Ticagrelor clinical pharmacology: Difference between revisions

Editor-In-Chief: C. Michael Gibson, M.S., M.D. [1]; Associate Editor(s)-in-Chief: Jesus Rosario Hernandez, M.D. [2]

Clinical Pharmacology

Ticagrelor is a crystalline powder with an aqueous solubility of approximately 10 μg/mL at room temperature.

BRILINTA tablets for oral administration contain 90 mg of ticagrelor and the following ingredients: mannitol, dibasic calcium phosphate, sodium starch glycolate, hydroxypropyl cellulose, magnesium stearate, hydroxypropyl methylcellulose, titanium dioxide, talc, polyethylene glycol 400, and ferric oxide yellow.

Mechanism of Action

Ticagrelor and its major metabolite reversibly interact with the platelet P2Y12 ADP-receptor to prevent signal transduction and platelet activation. Ticagrelor and its active metabolite are approximately equipotent.

Pharmacodynamics

The inhibition of platelet aggregation (IPA) by ticagrelor and clopidogrel was compared in a 6 week study examining both acute and chronic platelet inhibition effects in response to 20 μM ADP as the platelet aggregation agonist.
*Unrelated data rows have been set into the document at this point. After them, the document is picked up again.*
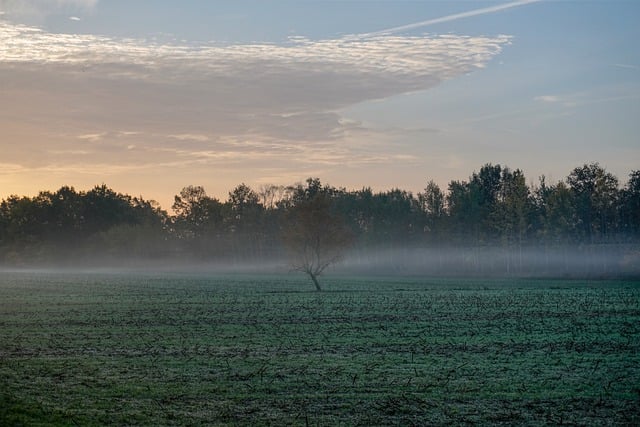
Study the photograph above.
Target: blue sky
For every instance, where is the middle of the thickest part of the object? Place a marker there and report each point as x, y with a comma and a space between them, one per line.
149, 97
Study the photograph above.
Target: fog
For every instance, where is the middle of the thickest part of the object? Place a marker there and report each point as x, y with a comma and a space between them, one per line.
604, 261
589, 262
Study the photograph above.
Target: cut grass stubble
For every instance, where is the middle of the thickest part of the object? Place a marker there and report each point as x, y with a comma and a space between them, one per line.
143, 349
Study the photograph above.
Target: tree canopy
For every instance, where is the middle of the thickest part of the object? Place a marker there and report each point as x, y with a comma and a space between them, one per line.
588, 213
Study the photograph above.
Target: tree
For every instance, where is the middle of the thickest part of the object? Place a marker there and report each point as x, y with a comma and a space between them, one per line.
630, 206
315, 236
595, 193
432, 202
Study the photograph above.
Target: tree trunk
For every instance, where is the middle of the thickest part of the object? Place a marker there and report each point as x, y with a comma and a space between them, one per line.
315, 281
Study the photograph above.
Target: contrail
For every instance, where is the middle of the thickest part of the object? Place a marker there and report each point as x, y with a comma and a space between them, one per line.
449, 18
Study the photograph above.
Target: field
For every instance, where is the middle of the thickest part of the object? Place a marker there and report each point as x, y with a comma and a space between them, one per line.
196, 349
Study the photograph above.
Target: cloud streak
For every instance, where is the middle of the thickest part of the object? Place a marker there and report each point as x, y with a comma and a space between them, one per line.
79, 103
449, 18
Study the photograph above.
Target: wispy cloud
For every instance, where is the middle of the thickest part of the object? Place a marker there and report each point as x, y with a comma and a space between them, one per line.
198, 108
449, 18
548, 98
35, 10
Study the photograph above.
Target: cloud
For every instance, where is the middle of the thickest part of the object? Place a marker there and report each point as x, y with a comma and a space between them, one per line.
548, 98
200, 108
449, 18
37, 10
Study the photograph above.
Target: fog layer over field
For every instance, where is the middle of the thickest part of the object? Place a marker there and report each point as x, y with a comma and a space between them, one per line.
597, 261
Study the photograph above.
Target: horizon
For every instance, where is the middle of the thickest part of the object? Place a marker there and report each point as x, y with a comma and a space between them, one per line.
360, 94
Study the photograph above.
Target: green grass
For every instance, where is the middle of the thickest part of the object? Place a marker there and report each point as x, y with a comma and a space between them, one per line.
118, 349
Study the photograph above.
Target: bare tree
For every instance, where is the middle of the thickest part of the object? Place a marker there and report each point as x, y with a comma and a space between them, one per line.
315, 236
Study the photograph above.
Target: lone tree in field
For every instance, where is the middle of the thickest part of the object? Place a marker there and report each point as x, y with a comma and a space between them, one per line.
315, 236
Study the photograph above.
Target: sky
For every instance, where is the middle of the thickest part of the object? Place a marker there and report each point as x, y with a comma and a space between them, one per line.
149, 97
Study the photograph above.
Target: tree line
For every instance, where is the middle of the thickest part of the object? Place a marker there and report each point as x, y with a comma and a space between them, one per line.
589, 212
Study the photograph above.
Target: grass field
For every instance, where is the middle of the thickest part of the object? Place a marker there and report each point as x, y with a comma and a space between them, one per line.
127, 349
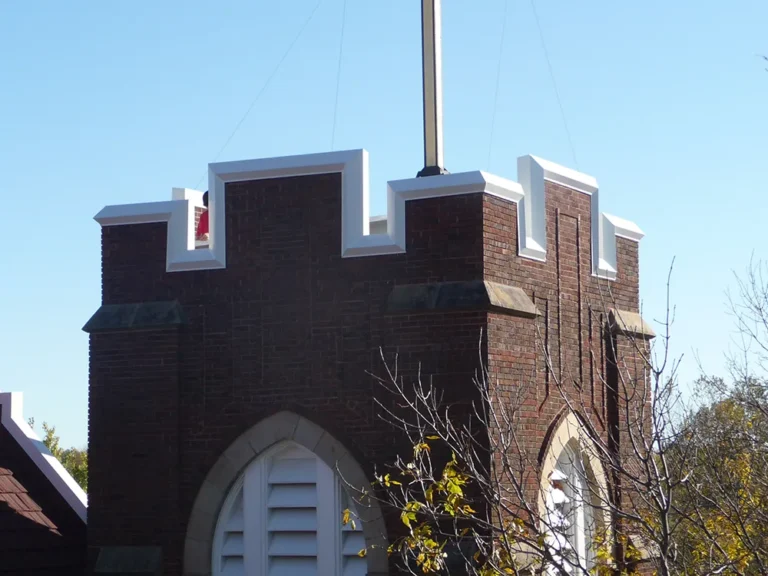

The onset of IPA was evaluated on Day 1 of the study following loading doses of 180 mg ticagrelor or 600 mg clopidogrel. As shown in Figure 2, IPA was higher in the ticagrelor group at all time points. The maximum IPA effect of ticagrelor was reached at around 2 hours, and was maintained for at least 8 hours.

The offset of IPA was examined after 6 weeks on ticagrelor 90 mg twice daily or clopidogrel 75 mg daily, again in response to 20 μM ADP.

As shown in Figure 3, mean maximum IPA following the last dose of ticagrelor was 88% and 62% for clopidogrel. The insert in Figure 3 shows that after 24 hours, IPA in the ticagrelor group (58%) was similar to IPA in clopidogrel group (52%), indicating that patients who miss a dose of ticagrelor would still maintain IPA similar to the trough IPA of patients treated with clopidogrel. After 5 days, IPA in the ticagrelor group was similar to IPA in the placebo group. It is not known how either bleeding risk or thrombotic risk track with IPA, for either ticagrelor or clopidogrel.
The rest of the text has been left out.